Fleetwood Mac’s second studio outing, Mr. Wonderful, arrived with indecent haste mere months after their groundbreaking debut. But where the first album crackled with urgency, invention, and promise, this follow-up feels, at best, undercooked—and at worst, superfluous. The sound is recognizably similar: British blues with all the grit and swing of a Saturday night pub gig—but the flame that once burned bright has, if not gone out, certainly dimmed.

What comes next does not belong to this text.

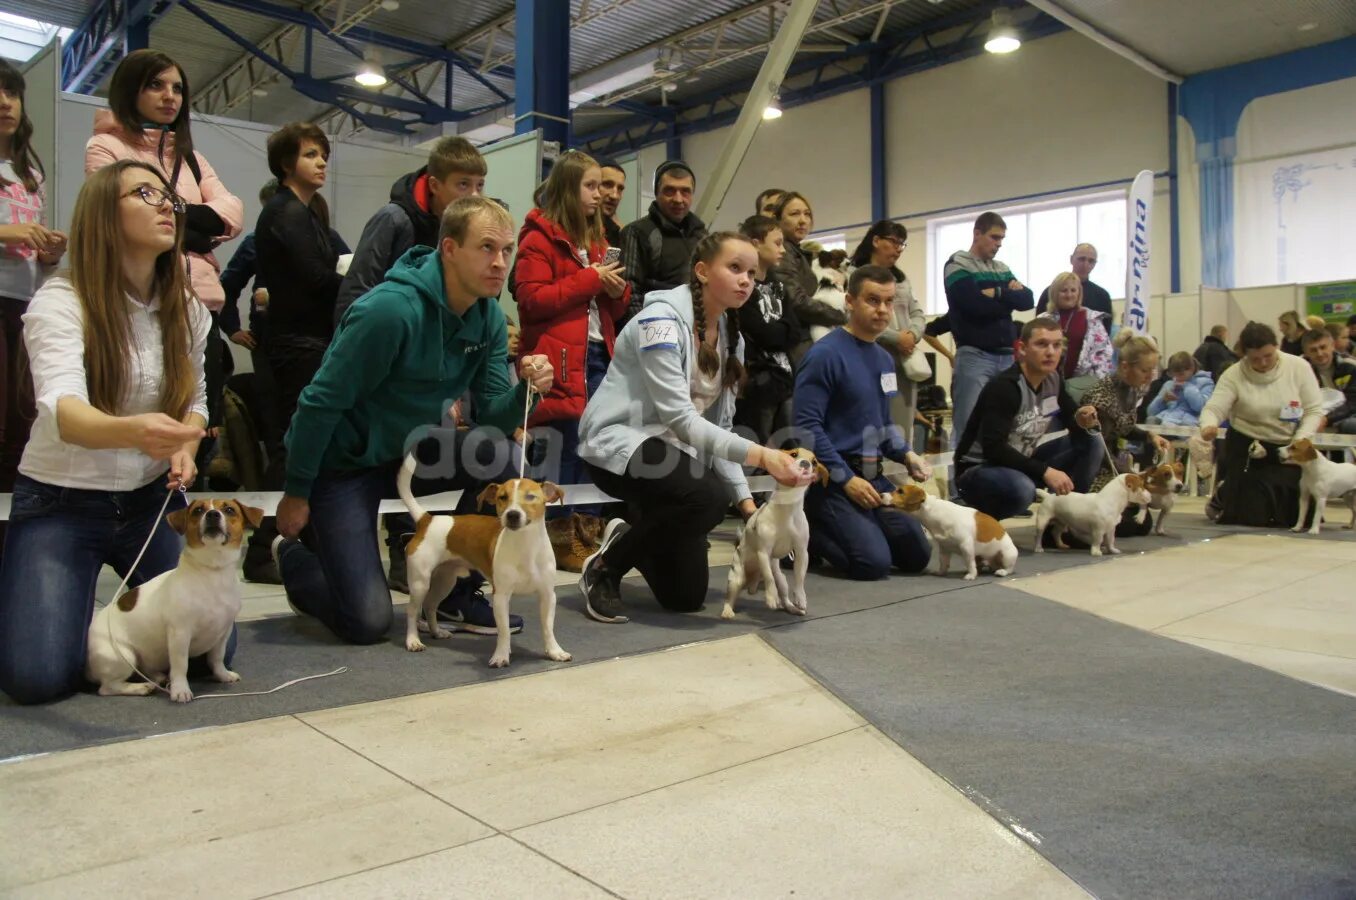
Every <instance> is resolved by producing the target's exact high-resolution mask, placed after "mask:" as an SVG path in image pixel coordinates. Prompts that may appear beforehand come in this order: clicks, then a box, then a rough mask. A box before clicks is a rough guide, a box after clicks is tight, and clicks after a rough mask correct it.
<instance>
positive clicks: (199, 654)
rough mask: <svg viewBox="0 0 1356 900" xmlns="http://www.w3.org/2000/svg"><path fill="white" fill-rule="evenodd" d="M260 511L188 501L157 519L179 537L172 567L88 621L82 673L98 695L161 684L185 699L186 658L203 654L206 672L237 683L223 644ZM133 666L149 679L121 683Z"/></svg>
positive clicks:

The addition of a horn section throughout the album does little to elevate proceedings. Instead, it clutters the arrangements, adding a pub-band blare to songs already struggling for identity. Piano, however, is another matter. The arrival of Christine Perfect (soon to be McVie) is a quiet triumph. Her touch on the keys is both stylish and sympathetic—bluesy without being overwrought. It would be some time before she became the vocal and compositional force behind Fleetwood Mac’s most successful era, but the seeds are evident here.
As for the guitar work—formerly the jewel in the Mac’s early crown—it is, unfortunately, rather repetitive this time around. Songs such as Dust My Broom, Doctor Brown, and Need Your Love Tonight all appear to share not only a musical lineage but almost identical opening riffs. One suspects that either the band was out of ideas, or simply decided the audience wouldn’t notice. Either explanation is troubling.
Peter Green, still the band’s principal creative force, appears here more in maintenance mode than full flight. Jeremy Spencer, ever the blues traditionalist, does his usual Elmore James impersonations to diminishing returns. Together, they deliver competent but uninspired performances that rarely rise above the level of pastiche. One notable exception is Evenin’ Boogie, a rockabilly-tinged instrumental that, while slight, offers a welcome break from the otherwise murky uniformity.
The most charitable interpretation of Mr. Wonderful is that it was an exercise in consolidation rather than expansion—an attempt to entrench the band’s position within the British blues boom. But even by those modest standards, the album falls short. There’s a sense of déjà vu throughout, and not in a nostalgic way. It’s not so much that the songs are bad—though few are memorable—it’s that they’re indistinguishable, each one blurring into the next like slightly altered copies of a once-great idea.
In hindsight, the curious thing is how Mr. Wonderful manages to sound more like a tentative debut than the album that actually preceded it. Had the two been reversed, one might have credited this as an early stepping stone toward brilliance. But as it stands, the album is a regression—an aimless detour following a debut that had already proved how good this band could be.
Still, as a historical document, it offers some interest. Christine’s arrival, Green’s simmering tension, the creeping sense of fatigue—it’s all there, just under the surface. The greatness would return (albeit in entirely different form), but Mr. Wonderful, for all its swagger, is ultimately a misstep: more pub set than pivotal statement.